S'il aimait les « bonnes farces » et les jeux de mots, il adorait citer la Bible autour de la table. « Excédé par cette manie, un de mes frères lui demande : "Que feras-tu si je te frappe une joue?", raconte Raymond, fouillant dans ses souvenirs. Et mon Jean-Paul de répondre qu'il tendra l'autre joue. Alors mon frère l'a tapé et Jean-Paul lui a tendu l'autre joue, que mon frère a claquée sans hésitation. D'un bond, Jean-Paul lui a foutu son poing sur la mâchoire... »

Le jeune Jean-Paul entre au collège du Sacré-Cœur de Sudbury où son frère aîné, Albert, est déjà reçu chez les Jésuites. Fonceur et agissant toujours par conviction, il touche l'orgue et s'implique dans les diverses activités étudiantes.
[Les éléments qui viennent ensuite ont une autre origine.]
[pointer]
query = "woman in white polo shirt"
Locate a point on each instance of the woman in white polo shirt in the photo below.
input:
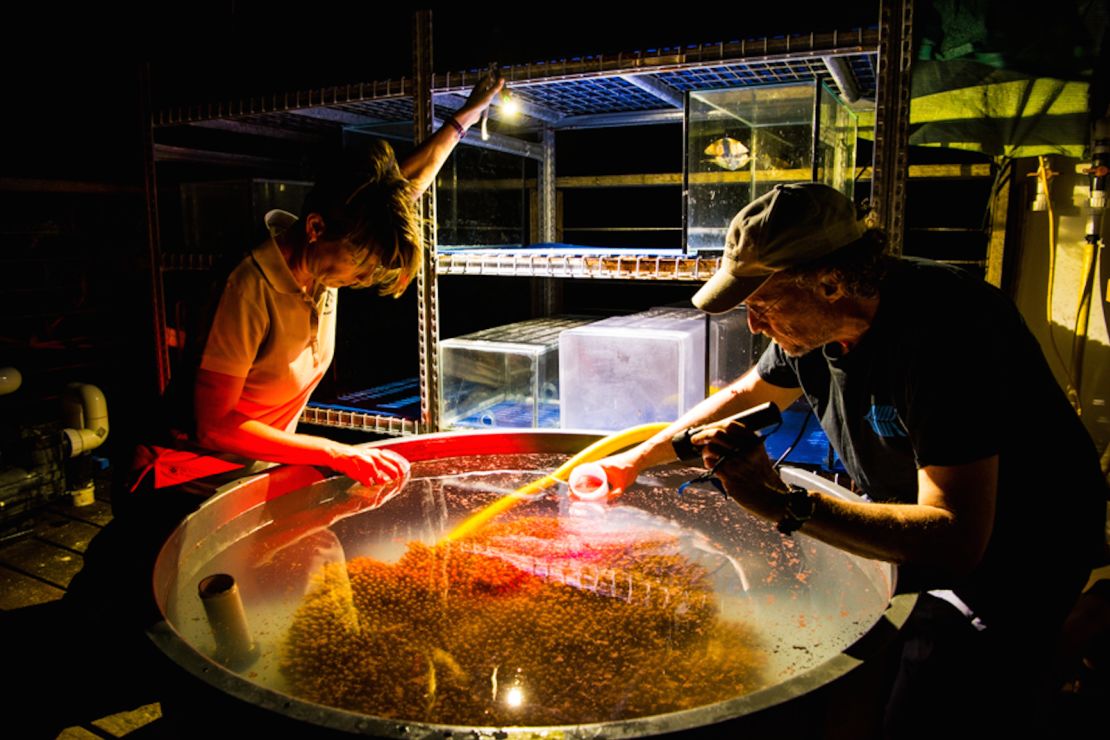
(273, 333)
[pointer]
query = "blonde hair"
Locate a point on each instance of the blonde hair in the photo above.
(374, 213)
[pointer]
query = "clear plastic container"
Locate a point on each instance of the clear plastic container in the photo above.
(506, 376)
(625, 371)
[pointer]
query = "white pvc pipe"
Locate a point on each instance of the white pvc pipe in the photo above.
(86, 416)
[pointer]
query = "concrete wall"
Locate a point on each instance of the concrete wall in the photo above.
(1028, 235)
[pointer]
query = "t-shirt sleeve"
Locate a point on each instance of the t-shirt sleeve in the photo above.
(954, 395)
(775, 367)
(239, 327)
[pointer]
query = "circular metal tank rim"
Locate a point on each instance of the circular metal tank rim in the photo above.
(472, 443)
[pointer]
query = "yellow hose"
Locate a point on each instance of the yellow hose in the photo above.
(601, 448)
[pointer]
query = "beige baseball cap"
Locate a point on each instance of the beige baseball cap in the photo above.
(785, 227)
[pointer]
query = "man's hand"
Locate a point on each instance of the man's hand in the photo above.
(745, 469)
(621, 472)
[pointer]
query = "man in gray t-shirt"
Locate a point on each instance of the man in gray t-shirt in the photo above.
(985, 486)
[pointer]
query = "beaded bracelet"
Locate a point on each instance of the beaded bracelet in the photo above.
(456, 125)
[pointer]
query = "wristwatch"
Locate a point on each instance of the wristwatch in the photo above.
(799, 508)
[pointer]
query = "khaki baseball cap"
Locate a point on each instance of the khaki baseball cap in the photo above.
(785, 227)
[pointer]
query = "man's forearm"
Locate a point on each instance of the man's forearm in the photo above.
(745, 393)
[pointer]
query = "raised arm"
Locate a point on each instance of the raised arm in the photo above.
(424, 163)
(948, 526)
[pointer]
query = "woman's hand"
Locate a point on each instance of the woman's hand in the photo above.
(370, 465)
(480, 99)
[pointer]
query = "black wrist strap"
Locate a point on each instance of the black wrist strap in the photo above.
(799, 508)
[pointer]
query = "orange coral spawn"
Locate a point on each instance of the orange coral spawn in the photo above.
(521, 624)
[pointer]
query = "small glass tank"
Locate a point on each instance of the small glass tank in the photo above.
(742, 142)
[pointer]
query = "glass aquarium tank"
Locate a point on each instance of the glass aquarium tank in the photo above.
(484, 199)
(505, 376)
(742, 142)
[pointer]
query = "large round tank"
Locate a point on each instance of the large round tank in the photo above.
(654, 615)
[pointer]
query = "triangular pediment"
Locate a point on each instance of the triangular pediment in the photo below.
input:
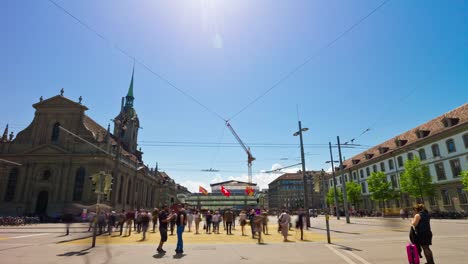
(59, 101)
(47, 150)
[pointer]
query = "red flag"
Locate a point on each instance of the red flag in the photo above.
(249, 191)
(225, 191)
(202, 190)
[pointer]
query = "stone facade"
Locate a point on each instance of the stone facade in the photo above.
(441, 144)
(287, 191)
(45, 170)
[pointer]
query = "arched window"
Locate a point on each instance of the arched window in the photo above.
(119, 197)
(450, 146)
(11, 185)
(55, 132)
(400, 161)
(79, 183)
(46, 175)
(129, 189)
(422, 154)
(435, 150)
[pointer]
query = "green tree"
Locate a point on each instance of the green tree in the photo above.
(353, 190)
(416, 180)
(380, 189)
(464, 175)
(331, 196)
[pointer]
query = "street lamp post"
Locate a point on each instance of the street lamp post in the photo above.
(337, 206)
(304, 179)
(343, 186)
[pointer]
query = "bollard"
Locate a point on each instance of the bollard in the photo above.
(327, 218)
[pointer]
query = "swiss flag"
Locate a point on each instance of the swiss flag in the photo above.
(225, 191)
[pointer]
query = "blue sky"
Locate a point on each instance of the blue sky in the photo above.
(401, 67)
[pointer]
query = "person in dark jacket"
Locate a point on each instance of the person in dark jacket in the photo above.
(422, 227)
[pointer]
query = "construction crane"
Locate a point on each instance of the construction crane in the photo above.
(250, 158)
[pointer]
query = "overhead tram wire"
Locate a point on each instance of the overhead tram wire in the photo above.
(125, 53)
(309, 59)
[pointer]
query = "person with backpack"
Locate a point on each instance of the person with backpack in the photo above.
(423, 233)
(155, 215)
(228, 219)
(144, 221)
(197, 218)
(181, 221)
(284, 221)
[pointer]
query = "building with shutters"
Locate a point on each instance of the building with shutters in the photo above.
(441, 144)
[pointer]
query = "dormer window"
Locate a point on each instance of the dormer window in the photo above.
(422, 133)
(400, 142)
(449, 121)
(382, 150)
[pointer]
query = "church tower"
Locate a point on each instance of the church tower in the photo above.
(126, 124)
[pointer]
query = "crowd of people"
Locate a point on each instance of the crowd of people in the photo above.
(177, 219)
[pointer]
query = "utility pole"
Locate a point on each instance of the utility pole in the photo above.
(343, 186)
(337, 206)
(304, 179)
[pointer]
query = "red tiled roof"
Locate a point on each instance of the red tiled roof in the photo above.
(435, 127)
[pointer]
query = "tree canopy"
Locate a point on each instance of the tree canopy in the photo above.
(353, 190)
(464, 175)
(416, 180)
(331, 196)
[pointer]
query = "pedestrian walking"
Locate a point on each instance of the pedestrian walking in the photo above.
(111, 222)
(91, 219)
(155, 215)
(216, 219)
(242, 221)
(164, 218)
(228, 219)
(173, 222)
(422, 226)
(208, 218)
(265, 221)
(144, 219)
(135, 218)
(197, 218)
(189, 220)
(181, 221)
(129, 221)
(121, 221)
(284, 221)
(251, 217)
(300, 222)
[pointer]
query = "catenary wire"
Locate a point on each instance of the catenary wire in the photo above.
(159, 76)
(309, 59)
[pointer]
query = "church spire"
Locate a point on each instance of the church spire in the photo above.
(129, 98)
(5, 134)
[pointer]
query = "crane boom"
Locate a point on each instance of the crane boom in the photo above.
(250, 158)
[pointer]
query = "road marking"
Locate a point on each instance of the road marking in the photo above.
(345, 258)
(29, 235)
(357, 257)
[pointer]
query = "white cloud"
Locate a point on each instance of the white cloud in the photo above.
(261, 179)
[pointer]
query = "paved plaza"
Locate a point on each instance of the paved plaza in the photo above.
(364, 241)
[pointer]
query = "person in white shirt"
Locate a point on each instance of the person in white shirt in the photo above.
(284, 221)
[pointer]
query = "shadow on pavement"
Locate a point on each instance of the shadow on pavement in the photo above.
(336, 231)
(75, 253)
(346, 247)
(179, 256)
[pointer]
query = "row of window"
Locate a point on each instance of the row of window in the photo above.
(77, 188)
(450, 143)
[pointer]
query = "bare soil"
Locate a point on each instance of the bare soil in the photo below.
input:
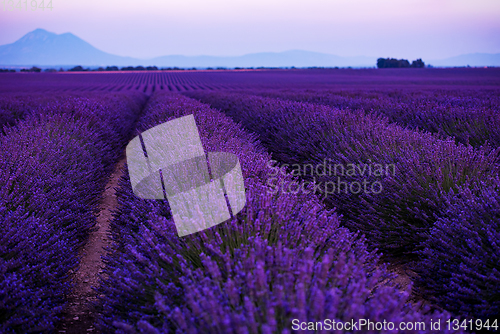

Un jour, sa mère, veuve depuis quelques années, parcourt les 80 milles de North Bay à Sudbury pour visiter ses fils. Mais ce n'était pas jour de visite et madame Régimbal dut retourner bredouille, laissant un message et un paquet pour les fistons. « Il n'avait pas froid aux yeux. En apprenant que les pères avaient empêché maman de nous voir, Jean-Paul, fâché, a investi le bureau du directeur pour s'insurger contre de telles pratiques, signifiant qu'il n'est pas charitable d'avoir si peu de considérations pour les parents », se souvient Raymond, les yeux légèrement voilés.

À 17 ans, il choisit définitivement de vêtir l'aube et opte pour les Pères trinitaires, malgré l'insistance des Jésuites pour le garder.

Plus tard, lorsqu'il initie le Renouveau charismatique, l'unité familiale est troublée, tous les membres n'étant pas d'accord avec la vision du père Jean-Paul.

Toutefois, frères et sœurs s'entendent pour louer son engagement total dans la foi, ses relations humaines et sa mission.

« Il a touché bien des cœurs; on sent les flammes qu'il a allumées », conclut Louis-Joseph.